The mysterious case of a disappearing sci-fi RPG called Paranoia: Happiness is Mandatory might have finally been solved thanks to court documents that have been unearthed by Gamekult.
As reported by PC Gamer, which has obtained additional documents relating to the case, Paranoia was pulled from sale within weeks of its release on the Epic Game Store in January 2020 because the rights holders weren't aware the game had even launched.
According to a series of complaints involving publisher Bigben Interactive and Paranoia's rights holders Greg Costikyan and Eric Goldberg, the title was pulled after the pair filed a DMCA request with Epic after becoming aware it had not only launched without their knowledge, but was also littered with bugs.
For its part, Bigben claims the rights-holders breached a licensing agreement they signed with the publisher. In a counterclaim, however, Costikyan and Goldberg allege their issues with the publisher resulted from its decision to announce multiple launch dates without their approval, despite them voicing concerns about "advertising a potentially unrealistic release date."
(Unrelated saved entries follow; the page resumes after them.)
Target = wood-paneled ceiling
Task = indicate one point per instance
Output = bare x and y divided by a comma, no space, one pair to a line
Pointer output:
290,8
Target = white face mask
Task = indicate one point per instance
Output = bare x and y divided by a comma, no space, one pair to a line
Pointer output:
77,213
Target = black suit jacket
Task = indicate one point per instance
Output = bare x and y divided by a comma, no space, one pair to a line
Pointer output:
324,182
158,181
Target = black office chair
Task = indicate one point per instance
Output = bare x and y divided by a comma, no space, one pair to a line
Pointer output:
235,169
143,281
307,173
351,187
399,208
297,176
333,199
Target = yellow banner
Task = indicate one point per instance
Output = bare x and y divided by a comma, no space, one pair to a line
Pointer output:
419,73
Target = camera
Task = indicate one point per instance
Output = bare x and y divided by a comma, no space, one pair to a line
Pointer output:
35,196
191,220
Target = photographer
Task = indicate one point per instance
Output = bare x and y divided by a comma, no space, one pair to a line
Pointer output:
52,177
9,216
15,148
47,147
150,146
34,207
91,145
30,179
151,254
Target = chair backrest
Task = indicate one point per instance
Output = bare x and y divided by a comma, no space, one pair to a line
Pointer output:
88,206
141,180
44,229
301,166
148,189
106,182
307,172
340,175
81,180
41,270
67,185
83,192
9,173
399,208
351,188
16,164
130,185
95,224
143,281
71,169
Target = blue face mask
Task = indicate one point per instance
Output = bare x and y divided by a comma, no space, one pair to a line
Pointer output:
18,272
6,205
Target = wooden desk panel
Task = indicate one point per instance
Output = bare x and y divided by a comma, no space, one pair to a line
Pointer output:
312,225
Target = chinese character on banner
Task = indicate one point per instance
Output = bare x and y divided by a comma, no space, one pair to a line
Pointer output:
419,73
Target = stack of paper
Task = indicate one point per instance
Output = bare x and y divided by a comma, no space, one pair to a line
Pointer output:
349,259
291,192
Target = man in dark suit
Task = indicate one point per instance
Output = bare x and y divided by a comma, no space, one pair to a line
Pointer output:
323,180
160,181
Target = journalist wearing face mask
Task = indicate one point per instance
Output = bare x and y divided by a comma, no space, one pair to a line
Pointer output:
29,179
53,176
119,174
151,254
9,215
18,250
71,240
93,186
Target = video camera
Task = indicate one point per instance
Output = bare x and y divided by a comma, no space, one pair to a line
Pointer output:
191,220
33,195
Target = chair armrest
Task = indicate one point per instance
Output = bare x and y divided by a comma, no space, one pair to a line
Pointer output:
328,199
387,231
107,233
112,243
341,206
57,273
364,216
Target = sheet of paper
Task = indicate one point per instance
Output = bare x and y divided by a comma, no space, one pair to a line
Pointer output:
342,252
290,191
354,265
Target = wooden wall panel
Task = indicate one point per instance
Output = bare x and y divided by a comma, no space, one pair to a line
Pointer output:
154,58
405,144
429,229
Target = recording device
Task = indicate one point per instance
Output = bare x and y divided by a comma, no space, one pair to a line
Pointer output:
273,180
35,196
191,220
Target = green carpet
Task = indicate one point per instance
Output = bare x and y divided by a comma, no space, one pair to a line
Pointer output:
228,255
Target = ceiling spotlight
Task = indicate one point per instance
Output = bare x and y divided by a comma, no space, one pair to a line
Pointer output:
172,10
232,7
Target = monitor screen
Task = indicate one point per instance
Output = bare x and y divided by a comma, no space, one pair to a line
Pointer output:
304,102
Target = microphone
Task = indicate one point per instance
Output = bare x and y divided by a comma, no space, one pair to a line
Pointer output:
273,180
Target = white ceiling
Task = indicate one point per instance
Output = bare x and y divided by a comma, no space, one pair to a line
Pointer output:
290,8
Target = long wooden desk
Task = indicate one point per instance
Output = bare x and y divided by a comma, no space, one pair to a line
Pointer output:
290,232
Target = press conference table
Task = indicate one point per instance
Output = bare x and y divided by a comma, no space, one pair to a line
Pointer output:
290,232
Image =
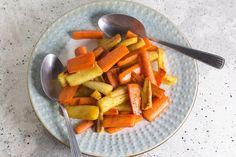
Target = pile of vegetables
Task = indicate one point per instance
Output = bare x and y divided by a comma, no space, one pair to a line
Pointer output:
115,86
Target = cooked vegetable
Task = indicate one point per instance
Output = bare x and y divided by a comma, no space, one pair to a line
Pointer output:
84,112
112,58
83,126
100,86
147,95
84,76
135,97
158,106
88,34
96,95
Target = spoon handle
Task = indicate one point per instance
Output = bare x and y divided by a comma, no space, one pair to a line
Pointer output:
210,59
74,147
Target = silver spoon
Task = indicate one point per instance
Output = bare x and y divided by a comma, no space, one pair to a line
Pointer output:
112,24
50,68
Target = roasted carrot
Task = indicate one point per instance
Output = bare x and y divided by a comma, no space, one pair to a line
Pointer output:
147,66
83,126
112,57
82,50
112,111
66,94
79,63
125,76
87,34
135,97
112,76
158,106
118,121
159,76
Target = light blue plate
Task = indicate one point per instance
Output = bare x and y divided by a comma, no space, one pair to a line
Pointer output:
144,136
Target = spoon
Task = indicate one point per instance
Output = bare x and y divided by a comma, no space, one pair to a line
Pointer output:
112,24
50,68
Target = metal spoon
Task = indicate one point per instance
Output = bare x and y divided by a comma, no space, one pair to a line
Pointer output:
50,68
112,24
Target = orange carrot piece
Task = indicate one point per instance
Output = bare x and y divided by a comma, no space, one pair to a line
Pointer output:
83,126
125,76
147,66
158,106
87,34
135,97
66,94
119,121
112,76
98,51
112,57
157,91
82,50
159,76
112,111
81,63
130,34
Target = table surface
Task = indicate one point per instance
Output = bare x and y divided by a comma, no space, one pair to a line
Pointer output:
209,25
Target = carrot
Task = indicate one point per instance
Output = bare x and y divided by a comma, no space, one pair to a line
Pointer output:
135,97
130,34
160,76
158,106
83,126
125,76
112,111
112,57
98,51
147,66
79,63
157,92
82,50
66,94
113,77
87,34
119,121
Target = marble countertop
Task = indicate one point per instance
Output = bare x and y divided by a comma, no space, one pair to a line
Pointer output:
209,25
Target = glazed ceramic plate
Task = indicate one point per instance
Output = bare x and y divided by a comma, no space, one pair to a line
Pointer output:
144,136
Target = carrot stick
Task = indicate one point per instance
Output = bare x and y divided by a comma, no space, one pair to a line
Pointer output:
87,34
83,126
157,92
158,106
112,111
112,57
82,50
79,63
135,97
119,121
66,94
147,66
125,76
113,77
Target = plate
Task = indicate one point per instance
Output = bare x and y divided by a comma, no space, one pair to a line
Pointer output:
144,136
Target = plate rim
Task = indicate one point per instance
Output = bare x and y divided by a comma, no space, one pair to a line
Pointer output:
89,3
They also claim Bigben issued a pre-release master of Paranoia for approval that contained "software bugs and inconsistent/poor user experience issues," ultimately pushing a product they felt was "significantly below commercial standards" with the potential to "tarnish the [Paranoia] brand."
Although Bigben reportedly agreed the game needed additional polish, it continued to announce revised release dates without Costikyan and Goldberg's permission, and eventually released Paranoia exclusively on the Epic Games Store without their knowledge.
At that point, Costikyan and Goldberg wrote to Bigben multiple times demanding the title be removed, before eventually sending a DMCA request to Epic.
PC Gamer notes the case between the IP owners and Bigben is ongoing, and was granted an extension according to a recent document dated April 1, 2022.